The veteran, Alfred Sandoval, had active service in the Philippine Military from 1942 to 1946. R. at 1. The appellant and the veteran were married on October 5,1989. R. at 2. The veteran corresponded with VA between February and April 1990 requesting pension benefits for his spouse and educational benefits for his “two step children[ ] who are under his support.” R. at 5-7. The veteran died on April 20, 1990. R. at 9, 11.

The record contains an affidavit indicating that the veteran married the appellant in a church and that Florentino Magabo and Er-linda Abad sponsored the marriage. R. at 10. In September 1990, the appellant filed an Application for Dependency and Indemnity Compensation or Death Pension by a Surviving Spouse. R. at 13-16. In October 1990 the appellant was informed by the regional office (RO) that she did not qualify for benefits because she was not married to the veteran for one year or more prior to his death. R. at 17. A joint affidavit was submitted by neighbors which stated that the veteran and the appellant had been residing together as husband and wife since May 14, 1988. R. at 18, 21. The appellant submitted an affidavit attesting to the same facts. R. at 19, 22. She requested reconsideration of the decision. R. at 20.

The RO refused to reopen the claim, citing lack of new and material evidence as the basis. R. at 23, 26, 30. The appellant filed a Notice of Disagreement.

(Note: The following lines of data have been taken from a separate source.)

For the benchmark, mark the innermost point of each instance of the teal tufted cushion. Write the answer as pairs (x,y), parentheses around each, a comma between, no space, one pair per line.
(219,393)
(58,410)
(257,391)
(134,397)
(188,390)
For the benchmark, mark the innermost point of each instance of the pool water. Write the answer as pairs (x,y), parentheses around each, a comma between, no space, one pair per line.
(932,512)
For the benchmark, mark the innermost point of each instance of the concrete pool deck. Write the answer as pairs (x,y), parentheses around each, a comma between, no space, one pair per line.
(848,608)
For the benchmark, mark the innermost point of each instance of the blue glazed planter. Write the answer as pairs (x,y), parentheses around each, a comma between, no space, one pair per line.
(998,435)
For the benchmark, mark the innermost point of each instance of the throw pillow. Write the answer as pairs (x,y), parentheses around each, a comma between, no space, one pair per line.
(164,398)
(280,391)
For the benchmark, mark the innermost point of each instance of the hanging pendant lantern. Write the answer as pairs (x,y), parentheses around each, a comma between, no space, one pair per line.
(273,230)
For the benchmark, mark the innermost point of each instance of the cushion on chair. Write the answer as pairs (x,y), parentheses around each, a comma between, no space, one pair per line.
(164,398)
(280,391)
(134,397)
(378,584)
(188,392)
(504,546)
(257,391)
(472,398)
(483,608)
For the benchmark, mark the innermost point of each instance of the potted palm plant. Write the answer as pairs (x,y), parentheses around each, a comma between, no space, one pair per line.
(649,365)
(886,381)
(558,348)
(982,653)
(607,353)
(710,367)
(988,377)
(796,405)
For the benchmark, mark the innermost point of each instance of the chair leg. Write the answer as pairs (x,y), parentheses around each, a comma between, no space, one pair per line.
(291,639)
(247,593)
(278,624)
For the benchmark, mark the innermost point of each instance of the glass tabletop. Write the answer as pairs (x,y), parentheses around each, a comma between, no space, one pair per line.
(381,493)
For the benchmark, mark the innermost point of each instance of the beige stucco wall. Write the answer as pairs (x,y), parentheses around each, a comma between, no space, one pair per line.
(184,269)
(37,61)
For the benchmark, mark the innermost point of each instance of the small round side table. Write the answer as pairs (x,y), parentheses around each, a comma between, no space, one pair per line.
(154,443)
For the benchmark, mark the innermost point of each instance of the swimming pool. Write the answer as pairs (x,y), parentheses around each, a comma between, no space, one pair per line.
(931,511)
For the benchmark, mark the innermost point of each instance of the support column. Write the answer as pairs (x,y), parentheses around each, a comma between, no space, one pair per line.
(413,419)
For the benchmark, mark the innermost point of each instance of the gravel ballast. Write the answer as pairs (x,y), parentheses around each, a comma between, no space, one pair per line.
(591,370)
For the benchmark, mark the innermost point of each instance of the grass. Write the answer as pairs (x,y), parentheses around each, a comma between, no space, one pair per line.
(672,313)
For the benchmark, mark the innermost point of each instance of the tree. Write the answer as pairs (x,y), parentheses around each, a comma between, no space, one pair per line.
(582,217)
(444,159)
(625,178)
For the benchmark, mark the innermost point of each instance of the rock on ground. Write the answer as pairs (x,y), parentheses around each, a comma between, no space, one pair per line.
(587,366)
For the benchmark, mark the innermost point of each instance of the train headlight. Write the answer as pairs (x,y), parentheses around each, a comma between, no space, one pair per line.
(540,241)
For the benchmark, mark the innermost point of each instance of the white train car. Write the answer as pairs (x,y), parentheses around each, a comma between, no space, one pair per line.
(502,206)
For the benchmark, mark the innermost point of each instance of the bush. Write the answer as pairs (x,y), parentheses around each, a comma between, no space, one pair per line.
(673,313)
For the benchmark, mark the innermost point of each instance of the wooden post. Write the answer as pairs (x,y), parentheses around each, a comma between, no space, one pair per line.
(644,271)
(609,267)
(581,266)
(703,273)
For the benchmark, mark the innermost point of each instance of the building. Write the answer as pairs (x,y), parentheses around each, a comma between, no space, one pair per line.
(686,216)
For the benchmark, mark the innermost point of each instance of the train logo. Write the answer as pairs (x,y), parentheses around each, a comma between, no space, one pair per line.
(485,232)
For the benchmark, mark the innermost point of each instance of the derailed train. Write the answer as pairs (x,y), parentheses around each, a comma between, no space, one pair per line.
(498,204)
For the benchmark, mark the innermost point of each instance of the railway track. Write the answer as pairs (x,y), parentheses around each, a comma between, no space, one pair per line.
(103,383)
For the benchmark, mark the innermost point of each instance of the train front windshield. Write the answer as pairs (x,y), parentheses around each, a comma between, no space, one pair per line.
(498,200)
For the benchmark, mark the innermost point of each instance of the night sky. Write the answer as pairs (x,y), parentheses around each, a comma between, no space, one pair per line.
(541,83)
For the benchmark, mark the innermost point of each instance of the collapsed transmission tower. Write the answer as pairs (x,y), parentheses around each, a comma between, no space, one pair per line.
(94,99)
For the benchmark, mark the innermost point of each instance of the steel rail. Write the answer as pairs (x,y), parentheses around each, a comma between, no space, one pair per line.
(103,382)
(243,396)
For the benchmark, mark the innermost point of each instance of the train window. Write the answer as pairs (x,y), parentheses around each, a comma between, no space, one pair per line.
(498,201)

R. at 31. A Statement of the Case was issued. R. a 33. The appellant appealed to the BVA. R. at 39. On November 18,1991, the BVA denied entitlement to death benefits, stating:

... Where there is no valid marriage, death benefits may be granted where the claimant, without knowledge of any legal i[m]pediment, entered into a marriage with the veteran which, but for the impediment, would have been valid, and she thereafter cohabited with him for one year or more immediately before his death, or for any period of time if a child was born of the purported marriage or was born to them before such marriage. Such a purported marriage will be deemed to be a valid marriage by the Department of Veterans Affairs (VA). 38 U.S.C. [§] 103(a).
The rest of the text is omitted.